The skate distribution among member states is unfair. We recognise that it is unlikely to be reworked, so I call instead on the Minister to press for an increase in the quota so that skippers can land what they catch rather than discarding skate. We all recognise that current arrangements are not preserving stocks; they are just causing dead fish to be thrown back into the sea.
We believe that sprats are not depleted. One of the many daft Commission rules is "use it or lose it". I think that many Members here share my hope that the Minister will resist further reductions for under-utilisation.

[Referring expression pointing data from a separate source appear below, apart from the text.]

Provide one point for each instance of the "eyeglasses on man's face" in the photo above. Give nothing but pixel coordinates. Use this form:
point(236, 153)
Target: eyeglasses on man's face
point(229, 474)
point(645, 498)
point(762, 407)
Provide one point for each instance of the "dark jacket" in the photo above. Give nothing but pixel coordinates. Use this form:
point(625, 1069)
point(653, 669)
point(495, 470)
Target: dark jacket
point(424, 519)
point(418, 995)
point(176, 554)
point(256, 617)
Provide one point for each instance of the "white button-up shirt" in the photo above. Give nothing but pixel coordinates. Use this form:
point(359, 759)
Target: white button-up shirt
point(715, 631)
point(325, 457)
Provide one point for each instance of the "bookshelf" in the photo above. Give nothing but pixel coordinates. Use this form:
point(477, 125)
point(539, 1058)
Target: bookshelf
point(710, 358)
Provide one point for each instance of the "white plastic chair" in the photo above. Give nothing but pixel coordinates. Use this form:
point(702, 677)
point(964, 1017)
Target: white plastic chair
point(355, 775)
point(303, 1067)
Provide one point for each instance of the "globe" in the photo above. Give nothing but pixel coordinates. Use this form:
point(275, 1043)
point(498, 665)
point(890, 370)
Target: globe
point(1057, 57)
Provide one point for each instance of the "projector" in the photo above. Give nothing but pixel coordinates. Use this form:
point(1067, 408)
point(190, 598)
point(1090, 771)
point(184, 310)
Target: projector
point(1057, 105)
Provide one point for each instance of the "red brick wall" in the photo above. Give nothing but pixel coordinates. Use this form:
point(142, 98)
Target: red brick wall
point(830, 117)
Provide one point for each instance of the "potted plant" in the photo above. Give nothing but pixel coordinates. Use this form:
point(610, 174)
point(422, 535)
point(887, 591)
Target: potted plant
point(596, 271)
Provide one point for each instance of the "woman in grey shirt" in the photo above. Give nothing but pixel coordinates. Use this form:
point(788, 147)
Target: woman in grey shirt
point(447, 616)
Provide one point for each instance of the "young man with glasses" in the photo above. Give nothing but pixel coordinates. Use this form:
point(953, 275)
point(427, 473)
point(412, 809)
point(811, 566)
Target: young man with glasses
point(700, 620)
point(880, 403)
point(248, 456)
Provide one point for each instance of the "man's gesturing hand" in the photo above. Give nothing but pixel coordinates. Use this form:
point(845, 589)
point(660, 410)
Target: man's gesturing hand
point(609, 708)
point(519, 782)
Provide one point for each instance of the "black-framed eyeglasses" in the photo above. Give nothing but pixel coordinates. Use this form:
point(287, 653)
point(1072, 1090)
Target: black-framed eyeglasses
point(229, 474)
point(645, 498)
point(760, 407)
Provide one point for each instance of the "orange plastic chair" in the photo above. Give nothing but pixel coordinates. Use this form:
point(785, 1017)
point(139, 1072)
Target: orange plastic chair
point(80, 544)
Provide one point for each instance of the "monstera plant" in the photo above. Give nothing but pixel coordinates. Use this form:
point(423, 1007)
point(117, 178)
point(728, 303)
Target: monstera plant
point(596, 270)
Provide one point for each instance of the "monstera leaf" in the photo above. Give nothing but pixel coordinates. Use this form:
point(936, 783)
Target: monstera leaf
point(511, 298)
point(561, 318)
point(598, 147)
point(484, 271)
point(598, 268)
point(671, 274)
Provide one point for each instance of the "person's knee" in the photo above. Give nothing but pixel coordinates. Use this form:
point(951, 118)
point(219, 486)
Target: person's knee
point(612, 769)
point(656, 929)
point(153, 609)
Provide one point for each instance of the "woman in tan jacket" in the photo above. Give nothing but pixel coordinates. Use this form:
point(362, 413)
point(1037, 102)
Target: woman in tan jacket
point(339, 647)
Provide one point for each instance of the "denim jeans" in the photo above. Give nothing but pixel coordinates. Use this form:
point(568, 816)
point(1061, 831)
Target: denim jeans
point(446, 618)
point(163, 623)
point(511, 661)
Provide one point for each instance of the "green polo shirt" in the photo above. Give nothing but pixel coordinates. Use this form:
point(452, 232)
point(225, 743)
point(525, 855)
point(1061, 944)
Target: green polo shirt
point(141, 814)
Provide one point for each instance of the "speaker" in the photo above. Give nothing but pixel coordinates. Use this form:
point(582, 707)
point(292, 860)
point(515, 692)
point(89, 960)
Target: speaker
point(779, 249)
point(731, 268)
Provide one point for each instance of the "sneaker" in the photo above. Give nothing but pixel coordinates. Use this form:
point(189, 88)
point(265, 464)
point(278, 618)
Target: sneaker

I represent not just the beam trawler fleet but the under-10-metre fleet. I am sure that the Minister recognises that the two fleets sometimes have conflicting interests, but there are issues common to them both. They both agree that the "use it or lose it" proposals are counter-productive, particularly when it comes to the under-10-metre fleet. Skippers pay large sums to acquire vessels, often with a high premium because they come with a shellfish quota that the skippers do not wish to use. I hope that he will look into that issue. Such skippers are also disadvantaged because they must often buy vessels that are under-equipped in engine power to fish safely or efficiently. They would like me to draw to the Minister's attention the unfair discrimination that they face when compared with the recreational and charter fleet. They often fish alongside such vessels, using the same methodology, but they face expensive restrictions in terms of training courses and qualifications, and of course the charter and recreational fleet has no quota. I call on him to consider that issue.
I extend the Minister a warm invitation to come back to Brixham. He kindly visited before the election, but at that time we had not completed our wonderful new fish market, which was funded in part by DEFRA. I know that all my colleagues in Brixham would warmly welcome him. I close by paying tribute, again, to the work of the Royal National Mission to Deep Sea Fishermen, the RNLI and the coast guard.